Başka Bir Dünyanın Aşçısı - Bölüm 1676
Bölüm 1676: Sistem Yükseltmesi ve Kıyamet Gök Gürültüsü Felaketi
Bu Fang, Gök Tanrısı Sıkıntısına pek dikkat etmedi. Dikkati, Sistem’in uzun süredir kayıp olan sesine odaklanmıştı.
Sistemin sesini duymayalı ne kadar zaman olduğunu hatırlayamıyordu. Hatırladığından biraz farklıydı. Geçmişte, Sistem’in sesi ciddiydi ve neredeyse robotik geliyordu, ama kafasında çınlayan ses şimdi biraz daha fazla görünüyordu… ruhsal.
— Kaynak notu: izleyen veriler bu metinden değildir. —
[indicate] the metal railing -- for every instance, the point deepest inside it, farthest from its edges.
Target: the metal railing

‘Sistem yükseltmesi tamamlandı, veritabanı güncelleniyor…’ Sistem, Bu Fang ile sohbet ediyormuş gibi görünen bir tonda söyledi.
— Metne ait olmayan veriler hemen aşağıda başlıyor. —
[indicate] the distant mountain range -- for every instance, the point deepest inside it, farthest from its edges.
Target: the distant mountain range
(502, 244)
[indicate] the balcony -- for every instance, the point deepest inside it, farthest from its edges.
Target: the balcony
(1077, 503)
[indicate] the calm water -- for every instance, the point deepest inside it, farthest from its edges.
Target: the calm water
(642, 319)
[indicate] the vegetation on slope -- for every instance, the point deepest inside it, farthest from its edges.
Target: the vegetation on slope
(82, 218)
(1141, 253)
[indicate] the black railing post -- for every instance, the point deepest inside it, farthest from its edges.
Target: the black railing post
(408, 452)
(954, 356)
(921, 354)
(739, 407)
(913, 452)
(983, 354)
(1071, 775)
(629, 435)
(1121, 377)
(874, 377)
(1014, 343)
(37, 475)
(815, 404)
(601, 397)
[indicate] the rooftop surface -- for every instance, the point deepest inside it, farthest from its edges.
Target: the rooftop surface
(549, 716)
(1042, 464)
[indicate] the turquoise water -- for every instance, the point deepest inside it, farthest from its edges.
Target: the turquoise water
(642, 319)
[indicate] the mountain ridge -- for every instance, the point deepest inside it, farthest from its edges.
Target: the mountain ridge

Bu Fang’ın kaşları çatıldı. Olduğu yerde durdu ve Sweet ‘n’ Sour Ribs’i ağzına doldurmaya devam etti. Her bir kaburga parçası son derece yumuşak ve yumuşaktı.
Kaybettiği tat, dokunma ve koku alma duyuları geri geldi. Şaşkınlık içinde bir rüya görüyormuş gibi hissetti ve bu çok gerçekçi bir rüyaydı.
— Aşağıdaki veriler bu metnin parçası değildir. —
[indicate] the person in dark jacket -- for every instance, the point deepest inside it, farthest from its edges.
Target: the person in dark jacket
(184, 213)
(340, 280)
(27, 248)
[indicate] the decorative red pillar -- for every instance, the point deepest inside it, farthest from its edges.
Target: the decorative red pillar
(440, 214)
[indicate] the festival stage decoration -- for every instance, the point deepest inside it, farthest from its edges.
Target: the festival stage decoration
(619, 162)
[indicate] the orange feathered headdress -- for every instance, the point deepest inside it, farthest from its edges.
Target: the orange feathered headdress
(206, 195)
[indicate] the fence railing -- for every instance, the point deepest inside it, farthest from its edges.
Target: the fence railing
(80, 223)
Ağzı, tatlı ve ekşi bir ipucuyla karıştırılmış tuzlu bir tatla doluydu. Bu, Sweet ‘n’ Sour Ribs’in tadıydı. Sosun tadı, etin tadıyla birleşince ortaya harika bir lezzet çıkmıştı.
Bunun, tat, koku ve dokunma duyularını kaybetmiş bir şef tarafından pişirilen bir yemek olduğunu hayal etmek zordu. Daha ustaca söylemek gerekirse, bu kalpten pişirilen bir yemekti. Bunun tat, koku, dokunma duyuları ve hatta zihinsel gücüyle hiçbir ilgisi yoktu.
Ama kısacası, bu bir deneyim işiydi. Bu Fang, bu yemeği tamamlamak için sayısız yıllık deneyimini kullandı. Prangaları ve iç karışıklığını kırmış, geleceğini örten sisin içinde parlak bir yol açmıştı.
Yemek pişirmeye gerçekten kalbini koydu.
Bu Fang orada durup yemeğin lezzetine dalmışken, ayaklarının altındaki ölü yıldız tamamen canlandı. Sanki yeniden doğmuş gibiydi. Çiçekler ve yeşil yapraklar tüm dağlarını kaplarken, su akıntıları dünyayı besliyordu.
Sayısız yıldır ölü olan bir yıldız, Bu Fang’ın yemeği tarafından yeniden canlandırıldı. Bu sıradan insanların hayal gücünün ötesindeydi!
Gökyüzünde kara bulutlar sürekli toplanıyor ve donuk gök gürültüsü gümbürtüleri yayıyordu. Yasanın gücü içlerinde çalkalanıyordu. Bu Fang’ın eylemleri Evren Yasalarının dikkatini çekmişti. Yıldızlı gökyüzünde bir Kanun Çarkı ortaya çıktı ve boşluğu parçaladı.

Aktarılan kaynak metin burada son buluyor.